Peor fantasma es el desempleo. No trabajar da más miedo que el infierno laboral. «Me matan si no trabajo, y si trabajo me matan», cantaba Daniel Viglietti hace ya mucho. Entonces, a qué tenemos miedo, ¿a perder las cadenas y quedarnos sin nada? Habría que escuchar al poeta y pensador en acción Wendell Berry: «Por lo que a mí respecta, el futuro no dice nada. No existe hasta que se convierte en pasado. Las predicciones de desastre han sido limitadas. El sol sale y se pone tal como se espera que lo haga. Supongo que es previsible que la Tierra desaparezca, pero todos los plazos, hasta ahora, han sido erróneos» (“Yes!”, publicación de Positive Futures Network, Nueva Inglaterra, primavera de 2015). Hay que comenzar el cambio cerca de casa, considera Berry. El presente es el único futuro que tenemos.

Ningún movimiento social exige hoy lo que para el socialismo utópico sería la victoria definitiva: la abolición del trabajo (¿y el homo faber?). El problema real es que no hay empleo para todos. Y si el que hay está como está, peor es no tenerlo. Rebasadas por la derecha las utopías, nos encontramos a las puertas de esa victoria que ya nadie demanda. El trabajo robotizado –que estábamos olvidando como posibilidad, encandilados por los ordenadores y los dispositivos– regresa por sus fueros, liberado de la ciencia ficción. Ya vienen los robots a liberarnos del trabajo, alerta el ensayista británico John Lanchester (‘The Robots Are Coming’, “London Review of Books”, 5 de marzo) ¿Llegan tarde y mal, o son una oportunidad?

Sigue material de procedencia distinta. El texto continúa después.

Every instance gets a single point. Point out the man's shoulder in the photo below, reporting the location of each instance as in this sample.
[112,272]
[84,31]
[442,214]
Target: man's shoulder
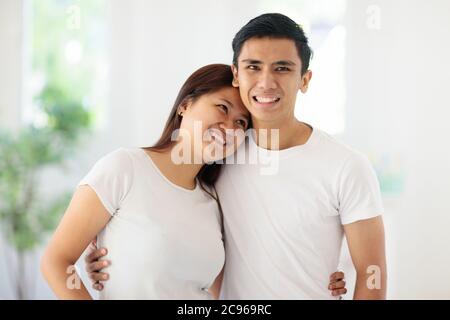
[334,148]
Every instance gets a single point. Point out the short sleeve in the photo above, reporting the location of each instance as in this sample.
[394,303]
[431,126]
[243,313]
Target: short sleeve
[111,178]
[359,193]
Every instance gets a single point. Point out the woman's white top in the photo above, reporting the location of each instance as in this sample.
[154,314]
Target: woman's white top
[163,241]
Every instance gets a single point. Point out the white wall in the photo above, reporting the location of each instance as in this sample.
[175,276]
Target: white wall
[398,103]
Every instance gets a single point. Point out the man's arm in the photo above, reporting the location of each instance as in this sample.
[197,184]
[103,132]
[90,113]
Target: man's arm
[365,240]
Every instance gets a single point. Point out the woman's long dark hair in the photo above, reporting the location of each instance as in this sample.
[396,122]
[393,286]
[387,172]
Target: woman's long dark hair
[205,80]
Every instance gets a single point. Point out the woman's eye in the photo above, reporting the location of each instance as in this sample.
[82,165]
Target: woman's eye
[223,107]
[242,123]
[282,69]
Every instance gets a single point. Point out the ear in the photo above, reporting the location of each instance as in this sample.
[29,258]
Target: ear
[185,104]
[306,78]
[235,82]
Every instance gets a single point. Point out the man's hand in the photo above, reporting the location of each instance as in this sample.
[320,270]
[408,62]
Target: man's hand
[94,265]
[337,284]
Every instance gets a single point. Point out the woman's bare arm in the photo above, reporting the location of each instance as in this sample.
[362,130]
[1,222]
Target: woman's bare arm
[83,220]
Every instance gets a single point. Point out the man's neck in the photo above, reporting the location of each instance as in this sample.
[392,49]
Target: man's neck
[281,135]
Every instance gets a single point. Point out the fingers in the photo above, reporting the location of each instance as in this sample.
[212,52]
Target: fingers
[337,285]
[96,254]
[97,286]
[98,276]
[338,292]
[97,266]
[337,276]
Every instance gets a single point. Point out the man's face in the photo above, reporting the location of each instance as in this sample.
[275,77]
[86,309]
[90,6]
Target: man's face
[269,77]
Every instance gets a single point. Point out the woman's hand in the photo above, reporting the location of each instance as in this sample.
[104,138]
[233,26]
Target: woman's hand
[337,284]
[95,266]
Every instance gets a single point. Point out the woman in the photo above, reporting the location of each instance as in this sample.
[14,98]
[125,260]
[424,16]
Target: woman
[161,198]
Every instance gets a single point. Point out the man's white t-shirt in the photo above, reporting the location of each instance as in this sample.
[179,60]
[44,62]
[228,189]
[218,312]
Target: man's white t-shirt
[164,241]
[283,231]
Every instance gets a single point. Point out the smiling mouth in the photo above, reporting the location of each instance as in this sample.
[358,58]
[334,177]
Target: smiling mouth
[266,100]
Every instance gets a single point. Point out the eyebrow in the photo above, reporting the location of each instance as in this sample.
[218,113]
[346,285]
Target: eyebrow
[280,63]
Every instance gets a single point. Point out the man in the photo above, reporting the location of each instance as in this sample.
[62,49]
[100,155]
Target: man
[284,230]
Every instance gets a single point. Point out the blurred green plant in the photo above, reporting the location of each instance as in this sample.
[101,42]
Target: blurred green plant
[24,217]
[65,107]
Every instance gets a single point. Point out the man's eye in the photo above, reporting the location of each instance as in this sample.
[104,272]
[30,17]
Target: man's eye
[242,123]
[223,107]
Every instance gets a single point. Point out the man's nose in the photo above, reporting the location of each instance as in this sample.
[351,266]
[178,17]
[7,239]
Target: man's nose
[266,80]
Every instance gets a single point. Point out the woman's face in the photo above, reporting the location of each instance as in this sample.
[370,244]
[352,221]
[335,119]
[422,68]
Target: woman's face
[214,125]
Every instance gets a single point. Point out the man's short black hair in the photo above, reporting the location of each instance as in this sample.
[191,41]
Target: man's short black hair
[274,25]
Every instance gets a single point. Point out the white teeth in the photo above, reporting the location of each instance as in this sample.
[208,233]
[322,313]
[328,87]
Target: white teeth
[218,137]
[266,100]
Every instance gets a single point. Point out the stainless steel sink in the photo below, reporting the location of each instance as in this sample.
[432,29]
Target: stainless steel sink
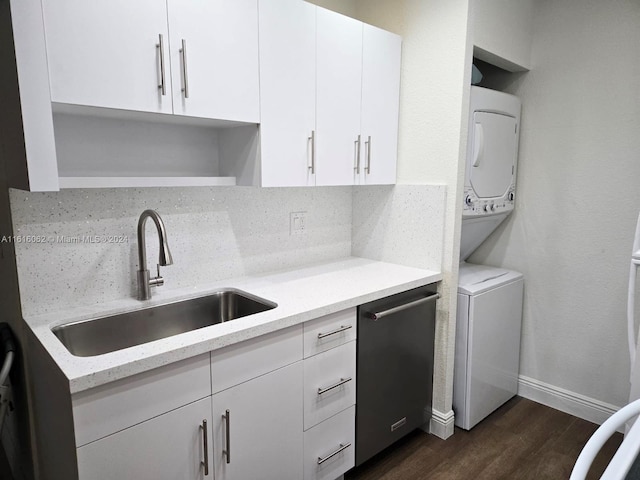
[107,334]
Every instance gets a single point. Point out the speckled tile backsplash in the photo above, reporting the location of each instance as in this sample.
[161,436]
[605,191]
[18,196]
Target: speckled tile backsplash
[79,247]
[402,224]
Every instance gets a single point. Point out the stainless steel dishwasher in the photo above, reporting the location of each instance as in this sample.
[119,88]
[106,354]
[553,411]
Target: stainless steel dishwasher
[394,368]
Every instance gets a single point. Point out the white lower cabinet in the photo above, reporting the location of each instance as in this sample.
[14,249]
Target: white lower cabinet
[253,410]
[169,446]
[329,447]
[329,383]
[258,431]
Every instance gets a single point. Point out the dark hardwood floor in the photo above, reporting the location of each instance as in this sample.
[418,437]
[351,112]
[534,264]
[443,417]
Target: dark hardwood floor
[521,440]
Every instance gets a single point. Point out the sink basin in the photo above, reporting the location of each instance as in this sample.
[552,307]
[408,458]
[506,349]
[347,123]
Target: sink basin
[87,338]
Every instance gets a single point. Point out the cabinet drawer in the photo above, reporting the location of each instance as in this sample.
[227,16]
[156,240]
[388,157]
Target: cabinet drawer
[110,408]
[336,436]
[327,388]
[327,332]
[238,363]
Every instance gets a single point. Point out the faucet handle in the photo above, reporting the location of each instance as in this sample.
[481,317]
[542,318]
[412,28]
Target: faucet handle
[157,281]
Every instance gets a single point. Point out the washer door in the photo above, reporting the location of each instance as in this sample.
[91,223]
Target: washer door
[493,158]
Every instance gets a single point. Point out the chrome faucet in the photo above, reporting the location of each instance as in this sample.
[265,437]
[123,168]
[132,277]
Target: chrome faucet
[144,282]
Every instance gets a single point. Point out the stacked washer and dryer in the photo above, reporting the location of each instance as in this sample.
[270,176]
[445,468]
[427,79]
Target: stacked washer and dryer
[489,299]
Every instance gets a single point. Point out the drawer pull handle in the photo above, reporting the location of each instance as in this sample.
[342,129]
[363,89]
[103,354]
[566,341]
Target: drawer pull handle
[312,139]
[185,78]
[341,329]
[391,311]
[335,385]
[367,169]
[342,448]
[358,143]
[227,452]
[160,46]
[205,437]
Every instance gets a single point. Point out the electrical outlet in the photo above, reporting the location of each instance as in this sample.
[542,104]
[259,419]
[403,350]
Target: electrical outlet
[298,223]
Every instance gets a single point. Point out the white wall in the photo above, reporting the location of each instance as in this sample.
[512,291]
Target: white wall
[213,233]
[400,224]
[578,195]
[345,7]
[436,71]
[503,32]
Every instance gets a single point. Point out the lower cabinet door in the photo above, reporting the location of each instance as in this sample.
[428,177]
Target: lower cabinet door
[169,446]
[258,427]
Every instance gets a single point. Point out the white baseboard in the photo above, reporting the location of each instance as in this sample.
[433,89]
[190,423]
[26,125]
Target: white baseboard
[566,401]
[441,424]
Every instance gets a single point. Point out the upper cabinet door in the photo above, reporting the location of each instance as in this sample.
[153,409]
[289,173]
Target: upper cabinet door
[109,53]
[214,58]
[380,105]
[287,92]
[339,87]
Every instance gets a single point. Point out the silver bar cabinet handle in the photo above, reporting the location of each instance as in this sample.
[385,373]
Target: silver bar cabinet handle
[415,303]
[312,167]
[185,77]
[163,83]
[341,329]
[335,385]
[205,436]
[368,144]
[227,452]
[357,167]
[331,455]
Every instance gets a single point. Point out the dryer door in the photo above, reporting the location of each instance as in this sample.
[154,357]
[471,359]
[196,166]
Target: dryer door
[493,158]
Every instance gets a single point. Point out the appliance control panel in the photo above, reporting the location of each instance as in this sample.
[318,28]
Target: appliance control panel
[476,206]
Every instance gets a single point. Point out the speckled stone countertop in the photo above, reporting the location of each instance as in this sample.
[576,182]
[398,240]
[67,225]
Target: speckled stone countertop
[301,294]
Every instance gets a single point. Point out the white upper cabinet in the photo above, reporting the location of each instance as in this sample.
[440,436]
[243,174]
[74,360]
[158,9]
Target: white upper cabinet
[214,58]
[381,55]
[338,98]
[287,92]
[189,57]
[329,96]
[109,53]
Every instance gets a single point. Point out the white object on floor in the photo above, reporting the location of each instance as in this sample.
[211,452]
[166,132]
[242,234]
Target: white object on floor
[631,330]
[487,355]
[626,454]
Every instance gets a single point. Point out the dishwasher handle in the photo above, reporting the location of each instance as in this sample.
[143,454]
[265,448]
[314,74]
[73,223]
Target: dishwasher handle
[400,308]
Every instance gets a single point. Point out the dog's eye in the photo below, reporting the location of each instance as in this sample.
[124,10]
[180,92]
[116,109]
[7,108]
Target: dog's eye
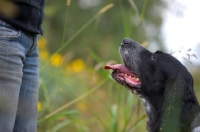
[153,57]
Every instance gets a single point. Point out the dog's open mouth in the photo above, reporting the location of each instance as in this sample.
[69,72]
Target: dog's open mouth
[122,75]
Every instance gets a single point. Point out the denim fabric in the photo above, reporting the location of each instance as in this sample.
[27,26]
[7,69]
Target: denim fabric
[18,80]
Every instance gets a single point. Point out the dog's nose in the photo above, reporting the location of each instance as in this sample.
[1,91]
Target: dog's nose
[127,41]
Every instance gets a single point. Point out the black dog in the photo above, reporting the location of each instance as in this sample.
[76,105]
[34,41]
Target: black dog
[163,84]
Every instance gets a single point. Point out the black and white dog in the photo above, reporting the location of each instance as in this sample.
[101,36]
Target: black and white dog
[164,86]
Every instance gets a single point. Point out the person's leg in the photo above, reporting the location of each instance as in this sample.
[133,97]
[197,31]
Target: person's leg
[18,80]
[10,76]
[26,118]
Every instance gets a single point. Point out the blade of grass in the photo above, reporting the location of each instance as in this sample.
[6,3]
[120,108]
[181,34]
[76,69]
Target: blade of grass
[126,27]
[135,10]
[143,10]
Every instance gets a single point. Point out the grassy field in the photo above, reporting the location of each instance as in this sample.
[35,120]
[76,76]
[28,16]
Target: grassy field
[78,95]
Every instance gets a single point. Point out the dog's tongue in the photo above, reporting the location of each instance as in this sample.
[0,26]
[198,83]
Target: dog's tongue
[120,67]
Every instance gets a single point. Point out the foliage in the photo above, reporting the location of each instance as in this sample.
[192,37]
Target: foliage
[75,93]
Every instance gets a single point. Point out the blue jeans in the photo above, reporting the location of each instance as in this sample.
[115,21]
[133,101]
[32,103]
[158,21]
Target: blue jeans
[18,80]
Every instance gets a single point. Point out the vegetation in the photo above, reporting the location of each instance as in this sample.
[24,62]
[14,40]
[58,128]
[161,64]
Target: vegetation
[76,94]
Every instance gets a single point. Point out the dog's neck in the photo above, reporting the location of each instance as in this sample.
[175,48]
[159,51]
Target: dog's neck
[153,115]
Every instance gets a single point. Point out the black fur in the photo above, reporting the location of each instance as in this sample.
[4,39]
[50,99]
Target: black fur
[165,84]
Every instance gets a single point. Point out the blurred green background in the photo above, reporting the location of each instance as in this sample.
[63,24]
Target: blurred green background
[81,36]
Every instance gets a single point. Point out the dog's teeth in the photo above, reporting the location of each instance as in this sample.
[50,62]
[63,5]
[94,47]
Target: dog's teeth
[137,79]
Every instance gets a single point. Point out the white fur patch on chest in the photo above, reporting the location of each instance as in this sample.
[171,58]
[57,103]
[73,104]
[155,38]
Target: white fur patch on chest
[196,129]
[147,105]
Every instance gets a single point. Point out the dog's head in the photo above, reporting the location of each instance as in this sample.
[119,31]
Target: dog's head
[146,72]
[161,80]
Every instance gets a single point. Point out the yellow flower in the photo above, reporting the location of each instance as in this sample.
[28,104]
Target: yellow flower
[81,106]
[43,54]
[39,106]
[56,59]
[42,42]
[76,66]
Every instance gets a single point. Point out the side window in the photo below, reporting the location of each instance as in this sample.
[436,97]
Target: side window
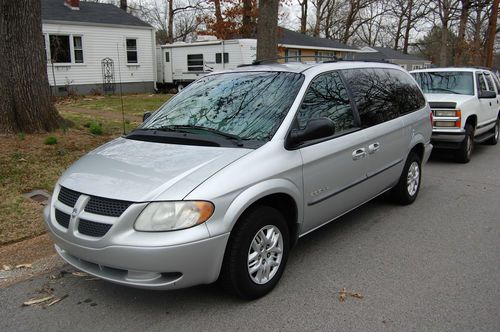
[489,79]
[481,82]
[327,97]
[383,94]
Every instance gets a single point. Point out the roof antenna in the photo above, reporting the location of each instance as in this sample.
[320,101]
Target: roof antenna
[121,90]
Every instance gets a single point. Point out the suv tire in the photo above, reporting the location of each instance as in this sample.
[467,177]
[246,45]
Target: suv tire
[464,152]
[249,248]
[406,191]
[494,139]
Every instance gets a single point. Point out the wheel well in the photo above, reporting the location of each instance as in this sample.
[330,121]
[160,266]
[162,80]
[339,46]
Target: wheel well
[472,120]
[286,205]
[419,150]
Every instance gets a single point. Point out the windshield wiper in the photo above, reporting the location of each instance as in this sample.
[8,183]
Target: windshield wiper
[445,90]
[185,129]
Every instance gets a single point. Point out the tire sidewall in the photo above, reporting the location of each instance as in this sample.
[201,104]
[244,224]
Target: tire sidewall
[253,222]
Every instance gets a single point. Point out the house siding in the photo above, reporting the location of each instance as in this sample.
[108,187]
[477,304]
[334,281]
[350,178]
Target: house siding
[99,43]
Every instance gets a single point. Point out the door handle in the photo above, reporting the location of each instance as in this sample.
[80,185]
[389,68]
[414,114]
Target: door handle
[358,154]
[372,148]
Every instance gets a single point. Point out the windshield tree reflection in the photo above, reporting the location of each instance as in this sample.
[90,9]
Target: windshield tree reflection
[250,105]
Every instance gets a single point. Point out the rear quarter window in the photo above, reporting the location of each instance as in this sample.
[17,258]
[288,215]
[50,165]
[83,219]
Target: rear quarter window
[382,94]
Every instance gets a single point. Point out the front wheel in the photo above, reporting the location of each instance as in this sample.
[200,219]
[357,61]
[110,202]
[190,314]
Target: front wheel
[464,153]
[256,254]
[406,191]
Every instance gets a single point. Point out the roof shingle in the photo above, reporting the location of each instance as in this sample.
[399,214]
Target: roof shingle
[90,12]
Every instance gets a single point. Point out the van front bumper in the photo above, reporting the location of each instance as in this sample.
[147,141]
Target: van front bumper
[145,265]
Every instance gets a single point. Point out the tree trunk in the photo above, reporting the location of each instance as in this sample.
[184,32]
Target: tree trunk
[464,15]
[303,16]
[406,38]
[246,21]
[267,41]
[492,27]
[25,103]
[170,28]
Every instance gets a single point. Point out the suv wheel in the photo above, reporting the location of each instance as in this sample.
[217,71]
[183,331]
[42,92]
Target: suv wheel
[465,151]
[494,139]
[256,253]
[406,191]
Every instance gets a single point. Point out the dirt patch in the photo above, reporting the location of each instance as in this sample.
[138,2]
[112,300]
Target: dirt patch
[27,251]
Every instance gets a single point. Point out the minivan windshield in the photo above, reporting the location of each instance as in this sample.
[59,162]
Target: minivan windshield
[238,105]
[447,82]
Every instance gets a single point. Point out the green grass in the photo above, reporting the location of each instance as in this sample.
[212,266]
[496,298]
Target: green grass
[132,104]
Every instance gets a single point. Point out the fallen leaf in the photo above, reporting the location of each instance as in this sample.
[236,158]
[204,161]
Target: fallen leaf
[80,274]
[342,295]
[356,295]
[59,299]
[37,301]
[23,266]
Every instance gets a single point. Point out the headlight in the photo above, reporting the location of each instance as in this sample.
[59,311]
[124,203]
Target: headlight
[169,216]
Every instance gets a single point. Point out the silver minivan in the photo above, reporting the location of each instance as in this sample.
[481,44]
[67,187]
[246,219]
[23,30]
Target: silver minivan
[223,179]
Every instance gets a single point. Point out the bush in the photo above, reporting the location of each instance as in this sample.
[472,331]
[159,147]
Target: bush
[96,128]
[51,140]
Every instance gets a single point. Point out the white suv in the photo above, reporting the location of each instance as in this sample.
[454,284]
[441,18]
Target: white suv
[465,103]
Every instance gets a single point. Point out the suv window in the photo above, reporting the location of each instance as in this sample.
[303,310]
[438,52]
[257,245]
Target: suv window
[489,79]
[481,82]
[383,94]
[327,97]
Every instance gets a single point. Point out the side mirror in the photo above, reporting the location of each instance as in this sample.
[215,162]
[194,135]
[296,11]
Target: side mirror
[487,94]
[315,129]
[146,115]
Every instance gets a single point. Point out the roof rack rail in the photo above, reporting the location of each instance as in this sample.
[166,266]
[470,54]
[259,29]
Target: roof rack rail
[274,60]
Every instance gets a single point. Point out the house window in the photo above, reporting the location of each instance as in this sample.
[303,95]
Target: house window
[60,50]
[218,57]
[131,50]
[292,55]
[195,62]
[325,56]
[78,49]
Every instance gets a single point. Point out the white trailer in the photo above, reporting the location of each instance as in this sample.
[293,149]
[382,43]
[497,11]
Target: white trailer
[179,64]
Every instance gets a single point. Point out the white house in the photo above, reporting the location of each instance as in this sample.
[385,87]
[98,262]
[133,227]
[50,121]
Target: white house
[95,47]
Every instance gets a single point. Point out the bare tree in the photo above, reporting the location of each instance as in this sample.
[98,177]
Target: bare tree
[492,31]
[267,26]
[24,90]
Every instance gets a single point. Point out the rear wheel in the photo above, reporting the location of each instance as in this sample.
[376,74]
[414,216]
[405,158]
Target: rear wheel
[464,153]
[256,253]
[406,191]
[494,139]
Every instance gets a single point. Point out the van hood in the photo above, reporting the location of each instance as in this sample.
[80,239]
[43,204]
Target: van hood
[141,171]
[448,97]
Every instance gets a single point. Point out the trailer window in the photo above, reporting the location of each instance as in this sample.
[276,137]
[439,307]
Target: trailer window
[195,62]
[218,57]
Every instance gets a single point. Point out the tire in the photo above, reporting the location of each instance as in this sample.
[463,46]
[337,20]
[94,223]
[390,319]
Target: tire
[406,191]
[494,139]
[464,153]
[245,253]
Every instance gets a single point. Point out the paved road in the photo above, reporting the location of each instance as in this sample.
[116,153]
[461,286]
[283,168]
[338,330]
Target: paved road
[434,265]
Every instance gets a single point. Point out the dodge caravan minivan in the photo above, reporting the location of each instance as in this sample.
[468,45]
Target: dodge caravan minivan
[223,179]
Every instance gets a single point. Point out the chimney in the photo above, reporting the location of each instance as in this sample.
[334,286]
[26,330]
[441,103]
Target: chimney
[73,4]
[123,4]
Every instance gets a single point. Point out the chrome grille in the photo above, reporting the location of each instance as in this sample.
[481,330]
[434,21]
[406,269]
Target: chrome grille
[68,196]
[106,206]
[92,228]
[62,218]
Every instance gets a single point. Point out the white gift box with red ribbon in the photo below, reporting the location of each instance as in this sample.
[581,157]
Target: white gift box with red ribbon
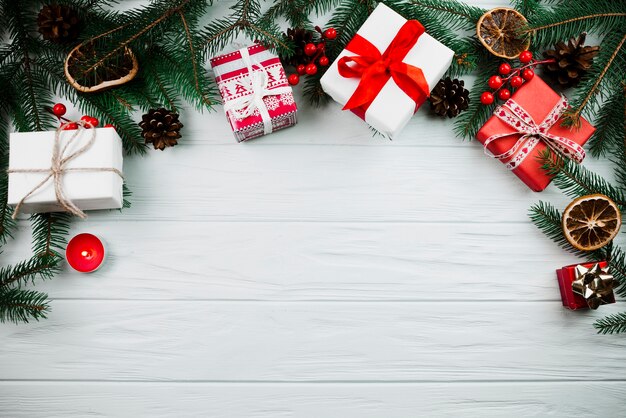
[392,108]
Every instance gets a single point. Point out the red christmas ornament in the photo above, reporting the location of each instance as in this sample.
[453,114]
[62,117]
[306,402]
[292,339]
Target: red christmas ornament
[486,98]
[293,79]
[311,69]
[330,33]
[310,49]
[528,74]
[504,94]
[59,110]
[516,81]
[525,57]
[505,68]
[85,253]
[495,82]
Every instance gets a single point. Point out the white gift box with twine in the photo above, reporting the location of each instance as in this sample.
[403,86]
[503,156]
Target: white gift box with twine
[71,170]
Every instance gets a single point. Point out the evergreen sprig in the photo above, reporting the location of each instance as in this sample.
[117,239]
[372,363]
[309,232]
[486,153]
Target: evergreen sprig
[612,324]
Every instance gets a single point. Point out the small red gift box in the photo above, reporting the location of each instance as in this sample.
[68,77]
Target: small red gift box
[539,101]
[566,276]
[257,97]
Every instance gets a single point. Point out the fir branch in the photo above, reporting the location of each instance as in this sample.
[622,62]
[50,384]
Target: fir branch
[599,16]
[610,129]
[194,64]
[575,180]
[572,116]
[28,271]
[612,324]
[18,305]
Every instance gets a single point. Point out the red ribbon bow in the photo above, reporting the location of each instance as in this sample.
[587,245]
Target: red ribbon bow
[375,69]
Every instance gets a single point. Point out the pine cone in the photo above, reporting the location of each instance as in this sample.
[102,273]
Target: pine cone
[573,60]
[58,23]
[161,128]
[300,37]
[449,97]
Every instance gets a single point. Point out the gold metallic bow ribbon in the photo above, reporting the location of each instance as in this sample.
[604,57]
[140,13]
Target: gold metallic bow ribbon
[595,284]
[58,168]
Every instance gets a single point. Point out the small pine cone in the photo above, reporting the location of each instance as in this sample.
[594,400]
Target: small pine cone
[58,23]
[300,37]
[161,128]
[573,60]
[449,97]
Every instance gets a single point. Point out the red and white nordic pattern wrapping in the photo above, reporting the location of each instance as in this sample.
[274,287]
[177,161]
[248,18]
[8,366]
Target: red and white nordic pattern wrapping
[246,108]
[516,117]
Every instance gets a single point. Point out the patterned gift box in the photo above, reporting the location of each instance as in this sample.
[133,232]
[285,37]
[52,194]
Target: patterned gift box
[257,97]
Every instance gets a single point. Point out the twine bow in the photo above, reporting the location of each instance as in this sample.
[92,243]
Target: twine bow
[595,284]
[375,69]
[58,168]
[516,117]
[258,84]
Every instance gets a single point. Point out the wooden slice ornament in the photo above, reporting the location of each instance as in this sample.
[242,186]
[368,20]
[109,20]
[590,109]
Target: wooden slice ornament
[591,222]
[500,31]
[90,70]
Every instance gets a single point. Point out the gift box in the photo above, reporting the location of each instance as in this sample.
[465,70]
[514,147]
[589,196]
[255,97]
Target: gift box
[257,97]
[526,125]
[585,285]
[387,70]
[88,169]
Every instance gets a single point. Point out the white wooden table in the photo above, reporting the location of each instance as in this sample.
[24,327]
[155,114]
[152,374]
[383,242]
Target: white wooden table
[317,272]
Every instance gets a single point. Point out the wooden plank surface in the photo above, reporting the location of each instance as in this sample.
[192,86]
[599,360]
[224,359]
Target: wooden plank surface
[316,272]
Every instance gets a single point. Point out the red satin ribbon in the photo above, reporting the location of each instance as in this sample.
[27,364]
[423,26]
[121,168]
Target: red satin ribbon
[375,69]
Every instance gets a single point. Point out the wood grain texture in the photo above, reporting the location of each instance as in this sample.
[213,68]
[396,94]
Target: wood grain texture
[289,261]
[316,272]
[156,400]
[311,341]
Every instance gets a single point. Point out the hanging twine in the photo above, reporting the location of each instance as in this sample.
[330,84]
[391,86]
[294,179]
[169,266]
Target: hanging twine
[58,168]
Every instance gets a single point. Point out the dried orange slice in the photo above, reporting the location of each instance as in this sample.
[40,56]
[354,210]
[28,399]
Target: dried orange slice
[500,31]
[89,71]
[590,222]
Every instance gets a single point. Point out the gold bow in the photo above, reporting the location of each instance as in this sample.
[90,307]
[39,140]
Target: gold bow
[595,284]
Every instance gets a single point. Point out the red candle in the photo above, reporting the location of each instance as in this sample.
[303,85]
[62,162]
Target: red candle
[85,253]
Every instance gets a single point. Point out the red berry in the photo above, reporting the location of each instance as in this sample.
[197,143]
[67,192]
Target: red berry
[310,49]
[311,69]
[525,57]
[330,33]
[293,79]
[516,81]
[528,74]
[505,68]
[486,98]
[504,94]
[495,82]
[59,110]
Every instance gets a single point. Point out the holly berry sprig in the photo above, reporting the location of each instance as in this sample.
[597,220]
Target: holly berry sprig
[317,54]
[59,110]
[513,77]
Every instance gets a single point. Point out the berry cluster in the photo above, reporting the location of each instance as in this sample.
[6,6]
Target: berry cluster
[315,55]
[514,77]
[59,110]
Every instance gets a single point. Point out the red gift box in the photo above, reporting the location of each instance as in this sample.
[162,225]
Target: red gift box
[237,86]
[566,276]
[538,100]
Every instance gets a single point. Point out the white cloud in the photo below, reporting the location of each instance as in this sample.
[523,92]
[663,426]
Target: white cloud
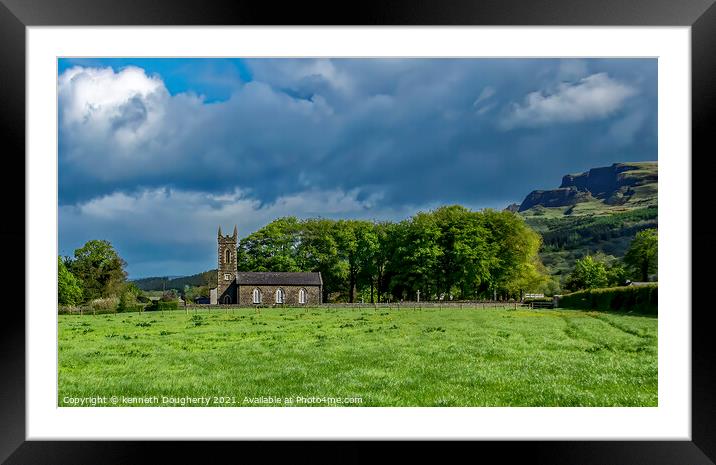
[185,222]
[593,97]
[487,93]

La fantasía de los robots tuvo su momento, luego perdió prestigio y quedó en caricaturas. Lo que comenzaba a ocurrir con las computadoras (¡lo que le cabe a un chip!) era tan extraordinario, impresionante y transformador que la parte mecánica de la nueva revolución tecnológica pareció rezagarse. Hoy los nuevos avances robóticos están por inundar el mercado; como los ordenadores y los móviles, cada día serán más eficaces y baratos. Su huella en la sociedad y la cultura aún es difícil de predecir. Lanchester advierte: «El trabajo en las fábricas y en cualquier otro lugar donde se requiera trabajo manual repetitivo está que se va, se va, se fue». El perfeccionamiento del chip y sus derivados intangibles, traducido en las capacidades procesadoras y comunicadoras del boom digital, fue suficiente para desencadenar una revolución y transformar las mentalidades, los cálculos, los proceso cognitivos y numerosas actividades. El progreso exponencial de esa industria que en medio siglo ha multiplicado sus alcances y ganancias sin cesar (cumpliendo la mal llamada Ley de Moore) habría dejado atrás a las máquinas que erradicarían el trabajo físico.

Mientras en 1997 la supercomputadora Deep Blue podía vencer al campeón mundial de ajedrez Gary Kasparov, los robots seguían siendo torpes. Las máquinas ganaban en ajedrez, «pero no tenían la destreza motora ni la percepción de un niño de un año». Eso quedó atrás. Los robots son ya capaces de actividades sutiles y precisas. Algo previó en 1983 el economista Wassily Leontief al apuntar que, así como el caballo fue desplazado por el tractor del trabajo agrícola, del mismo modo desaparecerá el trabajo humano, el factor más importante de la producción. Escribía Hannah Arendt en 1958: «El superior poder de la máquina se manifiesta en su velocidad, que es mayor que la del cerebro humano; debido a esta mayor velocidad, la máquina puede prescindir de la multiplicación, que es el ingenio técnico preelectrónico, para acelerar la suma». Se trata de la máquina «inteligente», el homúnculo de los alquimistas (“La permanencia del mundo y la obra de arte”, traducción de Ernesto Rubio en “Más allá de la filosofía”, Editorial Trotta, 2014). ¿Es una oportunidad, o una condena? ¿Qué pasará con el artificio humano, que según Arendt «ha de ser el lugar apropiado para la acción y el discurso»?